Страдающий Бог в «перворелигии человечества».
Кроваво-жестокое существо всякой религии Мережковский, как видно, не склонен объяснять, подражая проповедникам, ссылающимся на искаженный грехопадением миропорядок, перекладывающим роковую вину на человека. Жертва совершается уже в недрах Божества, предваряя создание мира и обуславливая миротворение: «Агнец, закланный от создания мира, – в основе мира и в основе всех таинств, или, точнее, одного-единственного, потому что все они ведут к одному <…>– Бога должно заклать»[398]
. Эту предмирную жертву языческий мир представляет как разрывание младенца Диониса-Загрея титанами, Евангелие видит ее историческое осуществление в распятии Иисуса Христа. А когда на место религии встаёт метафизика, то за мифическим «растерзанием», «расчленением» бога усматривают происхождение мирового многообразия из изначального божественного единства. Так мыслили Плутарх, Прокл, а в Новое время Шеллинг, замечает Мережковский. Но сам он с особенным вниманием сосредоточен на увенчанииТаинства «перворелигии человечества».
В романе Мережковского 1920-х годов «Тутанкамон на Крите» есть такой эпизод. Египетский чиновник Тутанкамон приезжает на Крит с некоей дипломатической миссией от фараона.
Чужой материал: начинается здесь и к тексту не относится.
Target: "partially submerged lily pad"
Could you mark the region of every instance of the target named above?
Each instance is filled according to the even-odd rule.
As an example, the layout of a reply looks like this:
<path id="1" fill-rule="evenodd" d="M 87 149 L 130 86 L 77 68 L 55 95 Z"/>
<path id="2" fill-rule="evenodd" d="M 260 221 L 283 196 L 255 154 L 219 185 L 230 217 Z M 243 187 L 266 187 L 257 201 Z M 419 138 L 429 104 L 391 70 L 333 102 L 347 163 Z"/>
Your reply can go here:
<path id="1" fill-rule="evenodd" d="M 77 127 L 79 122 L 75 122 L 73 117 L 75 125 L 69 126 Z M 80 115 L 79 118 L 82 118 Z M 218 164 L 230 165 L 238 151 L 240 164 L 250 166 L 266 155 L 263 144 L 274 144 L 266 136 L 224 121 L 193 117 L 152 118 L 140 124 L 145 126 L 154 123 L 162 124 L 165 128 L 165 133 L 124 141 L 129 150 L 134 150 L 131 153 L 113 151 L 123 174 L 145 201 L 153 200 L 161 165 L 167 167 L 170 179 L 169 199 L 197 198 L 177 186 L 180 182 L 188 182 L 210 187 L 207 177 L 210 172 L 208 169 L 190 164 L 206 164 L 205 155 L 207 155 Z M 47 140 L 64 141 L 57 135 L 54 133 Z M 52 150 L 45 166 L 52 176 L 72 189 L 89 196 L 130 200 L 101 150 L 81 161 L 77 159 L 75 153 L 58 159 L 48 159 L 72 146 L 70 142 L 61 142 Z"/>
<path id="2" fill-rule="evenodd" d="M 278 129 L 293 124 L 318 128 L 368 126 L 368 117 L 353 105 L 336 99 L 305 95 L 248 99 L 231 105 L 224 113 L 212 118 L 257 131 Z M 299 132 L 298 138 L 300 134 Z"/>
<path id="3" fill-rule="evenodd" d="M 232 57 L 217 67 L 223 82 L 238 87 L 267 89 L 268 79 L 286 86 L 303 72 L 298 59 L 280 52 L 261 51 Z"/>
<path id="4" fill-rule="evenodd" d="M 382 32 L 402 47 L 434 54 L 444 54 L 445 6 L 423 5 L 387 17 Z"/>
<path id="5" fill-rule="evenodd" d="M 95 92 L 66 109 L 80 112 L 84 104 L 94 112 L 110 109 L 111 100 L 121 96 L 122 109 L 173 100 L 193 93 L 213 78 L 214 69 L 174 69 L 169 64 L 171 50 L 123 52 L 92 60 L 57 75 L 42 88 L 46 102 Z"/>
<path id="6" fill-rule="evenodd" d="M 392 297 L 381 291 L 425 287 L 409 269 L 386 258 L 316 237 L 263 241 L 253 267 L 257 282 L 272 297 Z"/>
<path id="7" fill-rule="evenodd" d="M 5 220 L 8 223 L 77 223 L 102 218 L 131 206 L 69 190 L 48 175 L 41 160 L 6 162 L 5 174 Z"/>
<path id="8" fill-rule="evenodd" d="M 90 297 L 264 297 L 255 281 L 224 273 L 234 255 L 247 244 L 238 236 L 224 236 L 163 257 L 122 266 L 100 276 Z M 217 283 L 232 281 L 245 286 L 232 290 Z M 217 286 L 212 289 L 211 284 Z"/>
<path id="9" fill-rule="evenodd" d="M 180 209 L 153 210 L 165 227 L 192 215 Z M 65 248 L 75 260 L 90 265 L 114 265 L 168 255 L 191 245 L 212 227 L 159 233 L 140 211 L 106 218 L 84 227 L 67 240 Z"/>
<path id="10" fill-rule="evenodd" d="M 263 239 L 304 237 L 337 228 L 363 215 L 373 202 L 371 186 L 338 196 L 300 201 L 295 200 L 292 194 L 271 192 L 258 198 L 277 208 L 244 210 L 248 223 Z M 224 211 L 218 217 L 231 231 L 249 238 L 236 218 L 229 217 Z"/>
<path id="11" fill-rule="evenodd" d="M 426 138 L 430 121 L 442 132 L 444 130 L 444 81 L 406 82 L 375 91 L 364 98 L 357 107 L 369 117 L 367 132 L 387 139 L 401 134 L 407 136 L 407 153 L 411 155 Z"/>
Прослышав о том, что по случаю зимних Дионисий в укромных горных местах будут происходить радения мэнад, Тутанкамон, охваченный, как сказали бы сейчас, туристической страстью, просит организовать для него поездку на Диктейскую гору, дабы ему воочию созерцать древний обряд. И вот, оказавшись в горах, он влезает на дерево, откуда, будучи сам невидим, он наблюдает Дионнсову оргию, изображённую в соответствии с «Вакханками» Еврипида. Свидетельство трагика Мережковский дополнил страшной деталью: в руках каждая мэнада держала звериного детеныша – ее личную жертву младенцу-Загрею; зверята – волчата, лисята и пр. – подлежали культовому растерзанию и пожиранию этими женщинами и девушками, одержимыми богом. В «Атлантиде – Европе» мистерия Диониса описана аналогично: «В лунной вьюге вьются лунные призраки, на снежных полях Киферона – «чертовых гумнах», как ведьмы на Лысой горе, голые, страшные, дикие, воют, как волчихи голодные, кличут, зовут, улюлюкают. Бешеные, сами не знают, что делают; им все равно, кто ни попадись, человек или зверь – во всякой жертве бог.